Après de nombreux contrôles et éliminations mais aussi discussions avec le contrôleur aérien, les pilotes comprennent que c’est le faisceau glide tel qu’émis par l’antenne située à l’aéroport qui a un souci.

Ils reviennent atterrir en utilisant seulement le LOC et en faisant extrêmement attention à leur trajectoire.

Que s’est-il passé ?
Il faut revenir au fonctionnement de l’antenne du glide pour comprendre cet incident. Le glide émet une onde porteuse qui est un mélange à part égale d’une onde modulée à 150 Hz et d’une autre modulée à 90 Hz. A cela, viennent s’ajouter deux autre ondes :
– Une onde qui forme le lobe supérieur modulée à 90 Hz
– Une onde qui forme le lobe inférieur modulée à 150 Hz

Quand l’avion se trouve au dessus du plan de descente, le récepteur ILS capte un mélange d’ondes à dominante 90 Hz. Au contraire, quand l’avion est en dessous du plan de descente, c’est le 150 Hz qui est dominant.

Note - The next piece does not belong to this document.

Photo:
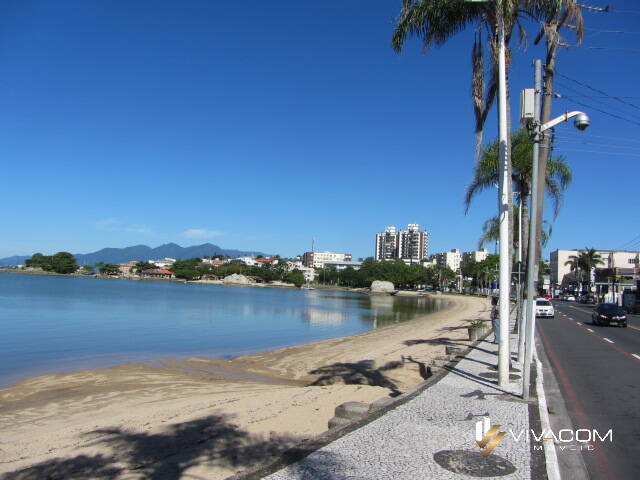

Sur le plan de descente lui-même, la force des deux signaux est dominante. Ainsi, un récepteur ILS dès qu’il capte un mélange à part égale de 90 et de 150 Hz, il va afficher que l’avion est dans le plan de descente.

 

Fonctionnement ILS
ILS Normal avec distribution correcte des champs 150 et 90 Hz.
 

 

Fonctionnement ILS
Comme seule la porteuse est émise, on a un champ d’égalité 150 et 90 Hz partout. Donc l’instrument indique que le plan de descente est correct quelque soit le plan réel que suivera l’avion.
 

 

Sur l’aéroport d’Apia, l’ILS était en maintenance. Sur les Notams, ceci peut être indiqué par :
– NOT AVBL, ON TEST
– U/S
– OPR BUT CTN DUE NOT ATS MNT
– UNMONITORED STATUS

Ou d’autres phrases équivalentes. Les techniciens avaient coupé les faisceaux supérieur et inférieur. Demeurait seulement l’onde porteuse. Or, la porteuse d’un glide est faite de part égale de 90 et de 150 Hz. Résultat : dès qu’un récepteur ILS capte cette porteuse, il affiche que l’avion est sur le plan de descente. Peut importe où se trouve réellement l’avion.

Faits importants
Il est primordial de retenir certaines vérités au sujet de l’ILS
– L’identifiant Morse est émis par le LOC seulement. Donc le fait de capter un identifiant Morse correct, ne signifie pas que le glide est fonctionnel.
– Un glide incorrect n’est pas détecté par les pilotes automatiques ou le directeur de vol. Ceux-ci se comportent comme si le glide était valide.
– Dès que l’onde porteuse est reçue, le drapeau rouge disparait de l’indicateur ILS. On peut voler sur un glide invalide sans avoir de drapeau affiché au niveau des instruments.
– Le taux de descente sur un faux glide peut être tout à fait raisonnable.

 

Variomètre IVSI 767
Le variomètre indiquait un taux de descente
un peut élevé qui a été associé au vent de dos
 

 

– Un GPWS ne détecte pas l’approche du terrain dans ces circonstances parce que l’avion descend à un taux raisonnable, que le train d’atterrissage ainsi que les volets sont sortis.
– Un contrôle DME / Altitude à l’Outer Marker ne permet pas de déceler l’erreur. Il faut faire des contrôles réguliers tout le long de la trajectoire de descente.
– Le même problème existe avec le faisceau du LOC. Celui-ci peut être détecté par vérification croisée (cross check) avec un VOR situé sur le terrain.

 

ADF VOR RMI 767
Le RMI permet de détecter facilement un faux axe LOC.
 

 

FMC
Le FMC est souvent programmé pour tenir une navigation verticale et horizontale. Quand celui-ci arrive sur le point présomptif d’interception du glide, il opère un piqué forfaitaire de l’ordre de 0.5 G. Par la suite, il analyse le signal pour voir s’il y a un écart ou pas. La pente de descente est maintenue tant qu’il n’y a pas d’écart. Sur un cas où seule la porteuse est émise, le système va maintenir le premier taux de descente qui peut aboutir à plusieurs kilomètres avant la piste. S’il y a un obstacle sur le chemin (relief), c’est la catastrophe.

Performances humaines
Les pilotes font confiance aux instruments les plus précis. Par exemple, ils font plus confiance à un VOR qu’à un NDB. De la même manière, ils font plus confiance à un ILS qu’à un VOR. Donc si quelque chose semble anormal lors d’une approche, l’ILS est le dernier instrument qui sera remis en question.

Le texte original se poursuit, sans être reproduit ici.